Data-driven retailers are showing increased interest in process-related data from which performance metrics can be extracted. One such performance metric is a customer's time waiting in queues (particularly when the customer must perform actions at various stations along the queue), from which guidelines to improve order efficiency and customer satisfaction can be extracted. Millions of such queue-waiting customers are served via drive-thru operations every day. Slight improvements in efficiency or customer experience can have a large financial impact on such businesses. These retailers are heavily data driven, and they therefore have a strong interest in numerous customer and store metrics such as queue lengths, experience time in-store and drive-thru, specific order timing, order accuracy, and customer response.
Camera networks that employ a plurality of cameras and associating views are used to monitor vehicle movement in drive-thru businesses. However, such networks have usually been primarily implemented for security purposes, not customer service data acquisition. An important part of any system purposed for such data acquisition will require practical implementations of systems and methods for object tracking and timing across multiple camera views.
In situations where the size of areas of interest being video surveilled is significantly larger than the field of view of an individual camera, the use of camera networks consisting of multiple cameras which are typically intercommunicated through a central controller is desired. While such situations arise often, video monitoring of retailer drive-thru traffic is of particular interest to data-driven ones of such retailers who are especially interested in extracting performance metrics from the process-related data. One such performance metric is a customer's time waiting in various queues at the retail store, from which guidelines to improve order efficiency and customer satisfaction can be extracted. It is estimated that drive-thru operations account for 50 to 65% of a typical fast-food business. Consequently, the monetary benefits that would arise from more efficient drive-thru operations are significant. There is a need for improved video-based methods for object tracking and timing across multiple camera views. These methods are of interest since they can be applied in situations where drive-thru operation monitoring and statistics gathering is desired.

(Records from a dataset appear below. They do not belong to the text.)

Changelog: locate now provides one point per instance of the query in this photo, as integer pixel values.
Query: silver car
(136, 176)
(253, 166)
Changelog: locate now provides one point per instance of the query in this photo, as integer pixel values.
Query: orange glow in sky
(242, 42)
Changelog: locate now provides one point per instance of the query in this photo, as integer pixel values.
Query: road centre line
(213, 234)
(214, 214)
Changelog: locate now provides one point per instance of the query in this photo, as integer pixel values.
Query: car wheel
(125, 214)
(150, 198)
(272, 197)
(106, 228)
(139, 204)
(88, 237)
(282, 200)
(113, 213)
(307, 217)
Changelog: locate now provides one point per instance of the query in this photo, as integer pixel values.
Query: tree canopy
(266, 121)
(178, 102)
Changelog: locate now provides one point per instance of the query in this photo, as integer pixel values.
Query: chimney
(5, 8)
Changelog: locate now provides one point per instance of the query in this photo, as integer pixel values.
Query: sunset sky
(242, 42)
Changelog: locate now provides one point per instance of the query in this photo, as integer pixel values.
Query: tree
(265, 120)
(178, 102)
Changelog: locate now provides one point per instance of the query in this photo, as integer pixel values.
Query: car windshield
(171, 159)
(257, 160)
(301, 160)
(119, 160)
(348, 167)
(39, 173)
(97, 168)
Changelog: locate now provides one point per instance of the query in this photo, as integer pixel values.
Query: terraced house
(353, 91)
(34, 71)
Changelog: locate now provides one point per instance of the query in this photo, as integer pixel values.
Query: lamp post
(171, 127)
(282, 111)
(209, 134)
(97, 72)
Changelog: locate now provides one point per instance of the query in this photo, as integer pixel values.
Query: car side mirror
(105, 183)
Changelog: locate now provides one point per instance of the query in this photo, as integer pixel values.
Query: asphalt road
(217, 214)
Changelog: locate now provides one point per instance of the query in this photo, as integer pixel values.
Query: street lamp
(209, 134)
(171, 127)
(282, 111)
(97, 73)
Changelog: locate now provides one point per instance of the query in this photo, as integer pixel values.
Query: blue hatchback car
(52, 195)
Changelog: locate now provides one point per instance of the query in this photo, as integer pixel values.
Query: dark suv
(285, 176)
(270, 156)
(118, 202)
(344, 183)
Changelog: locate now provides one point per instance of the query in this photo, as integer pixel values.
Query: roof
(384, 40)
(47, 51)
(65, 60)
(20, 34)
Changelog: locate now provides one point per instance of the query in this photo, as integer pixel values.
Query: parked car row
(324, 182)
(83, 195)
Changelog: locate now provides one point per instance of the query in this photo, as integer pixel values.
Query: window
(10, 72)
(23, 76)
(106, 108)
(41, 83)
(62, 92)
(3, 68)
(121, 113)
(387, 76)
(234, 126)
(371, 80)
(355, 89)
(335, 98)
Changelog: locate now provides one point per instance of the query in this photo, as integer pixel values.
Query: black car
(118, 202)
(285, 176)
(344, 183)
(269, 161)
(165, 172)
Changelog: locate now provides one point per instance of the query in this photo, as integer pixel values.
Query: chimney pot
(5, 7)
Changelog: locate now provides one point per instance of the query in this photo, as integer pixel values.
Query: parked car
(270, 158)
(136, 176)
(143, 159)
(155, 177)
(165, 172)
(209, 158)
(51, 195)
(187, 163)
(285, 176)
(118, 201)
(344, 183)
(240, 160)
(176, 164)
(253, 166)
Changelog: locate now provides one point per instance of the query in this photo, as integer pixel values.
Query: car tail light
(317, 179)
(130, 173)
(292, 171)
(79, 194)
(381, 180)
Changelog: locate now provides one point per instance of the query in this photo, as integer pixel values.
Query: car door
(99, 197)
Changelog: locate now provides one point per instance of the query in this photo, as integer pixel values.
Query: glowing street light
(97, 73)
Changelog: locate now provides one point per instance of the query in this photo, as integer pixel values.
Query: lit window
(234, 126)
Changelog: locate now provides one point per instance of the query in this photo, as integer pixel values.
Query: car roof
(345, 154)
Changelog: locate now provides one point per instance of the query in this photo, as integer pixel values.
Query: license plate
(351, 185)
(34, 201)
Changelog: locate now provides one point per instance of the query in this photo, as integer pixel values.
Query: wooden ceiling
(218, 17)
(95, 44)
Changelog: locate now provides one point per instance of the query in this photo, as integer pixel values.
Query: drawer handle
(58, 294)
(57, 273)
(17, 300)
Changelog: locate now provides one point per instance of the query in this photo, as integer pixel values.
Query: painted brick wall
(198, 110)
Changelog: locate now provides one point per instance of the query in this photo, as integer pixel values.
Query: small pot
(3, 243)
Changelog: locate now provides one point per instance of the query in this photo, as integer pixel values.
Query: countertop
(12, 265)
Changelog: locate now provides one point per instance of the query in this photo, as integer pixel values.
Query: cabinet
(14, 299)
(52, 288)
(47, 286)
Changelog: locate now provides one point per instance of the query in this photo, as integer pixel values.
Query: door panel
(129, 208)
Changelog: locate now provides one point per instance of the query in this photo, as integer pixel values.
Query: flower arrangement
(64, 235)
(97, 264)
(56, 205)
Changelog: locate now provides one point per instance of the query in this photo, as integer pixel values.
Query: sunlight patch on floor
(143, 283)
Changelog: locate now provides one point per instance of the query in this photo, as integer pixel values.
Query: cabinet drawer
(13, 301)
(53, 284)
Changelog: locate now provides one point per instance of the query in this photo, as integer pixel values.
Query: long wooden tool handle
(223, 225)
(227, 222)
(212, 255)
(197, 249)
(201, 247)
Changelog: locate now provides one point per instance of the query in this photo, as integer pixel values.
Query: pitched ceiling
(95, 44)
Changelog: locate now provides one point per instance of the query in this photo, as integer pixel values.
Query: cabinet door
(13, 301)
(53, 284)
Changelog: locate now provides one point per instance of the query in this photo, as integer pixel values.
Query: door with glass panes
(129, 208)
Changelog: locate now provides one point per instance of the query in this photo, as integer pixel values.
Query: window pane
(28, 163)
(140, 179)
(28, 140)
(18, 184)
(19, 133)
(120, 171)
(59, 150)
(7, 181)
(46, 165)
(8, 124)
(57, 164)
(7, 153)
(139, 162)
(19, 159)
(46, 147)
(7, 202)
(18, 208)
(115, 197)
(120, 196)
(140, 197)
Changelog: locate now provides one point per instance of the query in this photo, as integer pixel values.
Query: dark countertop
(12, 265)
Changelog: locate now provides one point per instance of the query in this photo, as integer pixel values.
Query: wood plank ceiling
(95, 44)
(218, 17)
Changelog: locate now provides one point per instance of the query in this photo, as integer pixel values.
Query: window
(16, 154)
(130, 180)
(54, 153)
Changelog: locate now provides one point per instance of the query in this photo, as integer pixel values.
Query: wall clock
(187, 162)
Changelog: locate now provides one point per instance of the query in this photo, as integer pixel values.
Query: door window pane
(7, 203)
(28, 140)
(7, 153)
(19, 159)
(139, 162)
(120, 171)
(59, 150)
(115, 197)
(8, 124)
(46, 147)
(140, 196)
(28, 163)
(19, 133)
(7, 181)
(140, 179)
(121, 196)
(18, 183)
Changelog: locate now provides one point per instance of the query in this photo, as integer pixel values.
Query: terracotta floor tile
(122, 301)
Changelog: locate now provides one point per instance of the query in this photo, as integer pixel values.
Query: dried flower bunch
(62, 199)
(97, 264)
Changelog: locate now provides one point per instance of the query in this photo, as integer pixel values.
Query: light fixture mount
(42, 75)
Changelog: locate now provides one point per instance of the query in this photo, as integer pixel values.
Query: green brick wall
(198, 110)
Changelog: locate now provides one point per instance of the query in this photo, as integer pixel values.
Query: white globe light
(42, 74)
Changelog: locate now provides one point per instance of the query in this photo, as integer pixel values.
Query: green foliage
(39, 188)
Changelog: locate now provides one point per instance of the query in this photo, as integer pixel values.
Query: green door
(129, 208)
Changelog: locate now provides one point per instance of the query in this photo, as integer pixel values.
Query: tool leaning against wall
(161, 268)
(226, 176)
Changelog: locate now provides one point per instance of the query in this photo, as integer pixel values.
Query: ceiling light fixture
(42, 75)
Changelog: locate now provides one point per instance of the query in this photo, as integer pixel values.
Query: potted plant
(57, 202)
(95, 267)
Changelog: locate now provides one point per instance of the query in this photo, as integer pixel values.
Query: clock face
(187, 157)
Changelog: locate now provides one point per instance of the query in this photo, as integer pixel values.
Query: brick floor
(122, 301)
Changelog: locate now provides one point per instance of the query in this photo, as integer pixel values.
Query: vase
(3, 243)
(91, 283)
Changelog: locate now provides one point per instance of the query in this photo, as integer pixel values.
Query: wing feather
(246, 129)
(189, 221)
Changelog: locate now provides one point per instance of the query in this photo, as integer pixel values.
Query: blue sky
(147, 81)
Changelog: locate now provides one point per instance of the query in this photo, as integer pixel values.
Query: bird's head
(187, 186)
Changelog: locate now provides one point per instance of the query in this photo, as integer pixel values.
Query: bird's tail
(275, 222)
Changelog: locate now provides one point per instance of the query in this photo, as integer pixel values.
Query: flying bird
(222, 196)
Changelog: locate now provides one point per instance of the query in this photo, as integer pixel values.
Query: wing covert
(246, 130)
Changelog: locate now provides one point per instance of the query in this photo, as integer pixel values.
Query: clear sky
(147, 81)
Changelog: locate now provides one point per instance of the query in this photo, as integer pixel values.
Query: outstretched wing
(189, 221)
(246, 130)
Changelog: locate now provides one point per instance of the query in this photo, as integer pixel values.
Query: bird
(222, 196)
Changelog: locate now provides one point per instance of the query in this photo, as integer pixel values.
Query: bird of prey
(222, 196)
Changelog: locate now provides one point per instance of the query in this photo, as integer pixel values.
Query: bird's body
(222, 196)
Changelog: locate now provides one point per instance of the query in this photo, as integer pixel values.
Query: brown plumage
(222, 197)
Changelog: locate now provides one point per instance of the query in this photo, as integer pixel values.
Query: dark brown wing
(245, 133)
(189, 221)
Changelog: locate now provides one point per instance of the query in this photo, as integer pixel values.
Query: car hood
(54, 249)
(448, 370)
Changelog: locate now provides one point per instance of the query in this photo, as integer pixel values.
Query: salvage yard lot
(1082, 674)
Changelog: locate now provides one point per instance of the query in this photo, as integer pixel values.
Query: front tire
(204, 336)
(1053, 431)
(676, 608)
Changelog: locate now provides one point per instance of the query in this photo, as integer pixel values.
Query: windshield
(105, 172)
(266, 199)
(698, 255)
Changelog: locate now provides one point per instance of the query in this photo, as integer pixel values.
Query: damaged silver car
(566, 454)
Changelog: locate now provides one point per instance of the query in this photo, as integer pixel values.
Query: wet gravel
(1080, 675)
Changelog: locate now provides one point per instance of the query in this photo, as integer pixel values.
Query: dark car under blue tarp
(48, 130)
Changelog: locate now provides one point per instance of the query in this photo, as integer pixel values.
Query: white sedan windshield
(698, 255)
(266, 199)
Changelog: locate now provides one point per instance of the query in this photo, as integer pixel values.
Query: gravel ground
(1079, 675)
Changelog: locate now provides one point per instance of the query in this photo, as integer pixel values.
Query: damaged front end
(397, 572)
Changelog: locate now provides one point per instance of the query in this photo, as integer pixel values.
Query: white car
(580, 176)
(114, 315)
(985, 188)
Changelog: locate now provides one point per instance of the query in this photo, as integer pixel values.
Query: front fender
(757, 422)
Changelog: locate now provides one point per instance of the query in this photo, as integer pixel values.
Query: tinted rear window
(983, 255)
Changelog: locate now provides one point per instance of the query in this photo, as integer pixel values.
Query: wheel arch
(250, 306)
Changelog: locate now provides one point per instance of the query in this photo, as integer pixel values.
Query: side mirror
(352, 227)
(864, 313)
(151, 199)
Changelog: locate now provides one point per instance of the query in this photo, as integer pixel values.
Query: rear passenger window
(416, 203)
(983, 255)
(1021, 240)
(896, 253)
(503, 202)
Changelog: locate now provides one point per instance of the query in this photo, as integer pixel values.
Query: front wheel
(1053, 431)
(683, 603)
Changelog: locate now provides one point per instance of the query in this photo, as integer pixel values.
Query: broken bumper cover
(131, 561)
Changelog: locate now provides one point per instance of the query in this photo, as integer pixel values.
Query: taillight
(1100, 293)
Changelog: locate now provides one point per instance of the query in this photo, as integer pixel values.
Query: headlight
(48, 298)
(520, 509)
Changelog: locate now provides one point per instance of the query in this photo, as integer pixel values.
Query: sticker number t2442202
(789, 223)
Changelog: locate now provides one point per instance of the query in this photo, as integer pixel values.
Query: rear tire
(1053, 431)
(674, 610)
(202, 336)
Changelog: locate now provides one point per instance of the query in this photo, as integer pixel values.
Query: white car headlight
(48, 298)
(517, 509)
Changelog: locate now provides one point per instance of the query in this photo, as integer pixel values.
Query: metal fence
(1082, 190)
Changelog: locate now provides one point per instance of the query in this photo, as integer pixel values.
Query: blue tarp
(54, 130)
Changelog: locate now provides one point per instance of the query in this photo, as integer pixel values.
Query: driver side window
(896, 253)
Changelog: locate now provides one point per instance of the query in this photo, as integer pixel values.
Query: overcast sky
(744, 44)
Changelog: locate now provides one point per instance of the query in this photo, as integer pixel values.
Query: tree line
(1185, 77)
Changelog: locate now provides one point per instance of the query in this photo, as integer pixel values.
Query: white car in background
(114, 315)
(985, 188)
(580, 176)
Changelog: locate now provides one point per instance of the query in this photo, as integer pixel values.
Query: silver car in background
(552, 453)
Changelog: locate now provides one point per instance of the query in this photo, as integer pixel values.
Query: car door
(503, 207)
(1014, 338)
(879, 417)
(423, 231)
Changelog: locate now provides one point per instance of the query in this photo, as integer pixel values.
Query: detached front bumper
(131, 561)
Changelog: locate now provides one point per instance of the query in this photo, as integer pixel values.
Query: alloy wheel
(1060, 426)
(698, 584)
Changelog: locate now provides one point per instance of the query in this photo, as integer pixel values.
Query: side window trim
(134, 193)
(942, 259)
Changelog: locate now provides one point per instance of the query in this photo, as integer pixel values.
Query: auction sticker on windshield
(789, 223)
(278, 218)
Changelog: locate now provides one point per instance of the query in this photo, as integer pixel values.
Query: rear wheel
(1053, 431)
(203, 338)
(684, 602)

Within the context of video-based object tracking, object re-identification deals with the tracking of an object across fields of view of multiple cameras in camera networks, or across multiple fields of view of a single camera, such as those of a Pan-Tilt-Zoom (PTZ) camera. While significant work exists on object, vehicle and person re-identification, there is a need for improvements on the estimation of the timing of objects as they traverse the multiple fields of view of a set of cameras in a camera network. Individual timing information of an object is of interest in a wide variety of applications beyond retail applications, including surveillance (where alerts can be triggered if a specific person loiters in a specific area beyond a previously specified time length), fleet vehicle monitoring (e.g. monitoring and timing of delivery trucks, and public transportation vehicles such as taxis, buses and subways) and automated race-related statistic estimation (e.g. to automatically estimate lap times of vehicles, bicyclists, runners, etc.). A related technology to note is “point-to-point” speed measurement on a highway. Indeed, in that application times are determined that are associated with multiple camera views, but the technical problem and solution differs significantly from the present. In the highway scenario, the vehicles are moving at near constant speed at the time of a view and only one time per view needs to be captured to accurately determine speed between views that are possibly miles apart. In the drive-thru setting, specific times that occur within a given camera's view time are important. Further, the vehicles will stop, start, and change speed during a viewing time. One simple time recording per view as performed on highways will not represent timings relevant to drive-thru events.
Regarding the use of video analytics techniques in retail scenarios, significant efforts have been devoted to developing automated analysis of human queues in retail spaces. With regards to vehicle traffic management in a drive-thru scenario, systems exist for automatically detecting the presence of a vehicle via the use of RFID tags, for verifying the accuracy of a drive-thru product delivery, and to match transaction and visual customer data; however, no methods are known to automatically compute drive-thru queue statistics. Such statistics are particularly important to gauge the success of drive-thru installations which can be measured in terms of return of investment. In particular, there is a direct correlation between speed of service and customer satisfaction. In stores where consumer's perception of speed of service increases, same-store sales tend to increase as well. When a retailer has the desire to capture vehicle flow statistics, external consulting companies that are often employed to manually perform these tasks. In certain occasions, the restaurant employees themselves are equipped with timers or directly have control of equipment that measures elapsed customer queue waiting times by starting and stopping timers at the push of a button when an order is placed and delivered, respectively. These methods, however, typically lead to over optimistic timing estimates as they can easily be manipulated by the employees. There is thus a need for a system and method for object tracking and timing across multiple camera views that can be applied in tasks of drive-thru queue timing measurement and statistic estimation which would overcome the limitations of currently used methods.
FIG. 1 shows a plane view of a local quick service restaurant (“fast food”) building. Three locations of interest to the drive-thru process (order, pay and present points) are shown. The location where a drive-thru vehicle queue would form is also indicated. Clearly, unless aerial monitoring is an option (and even that solution will be susceptible to significant occlusion from the overhang roofs), a camera network setup is required to monitor drive-thru queue activity including points of interest.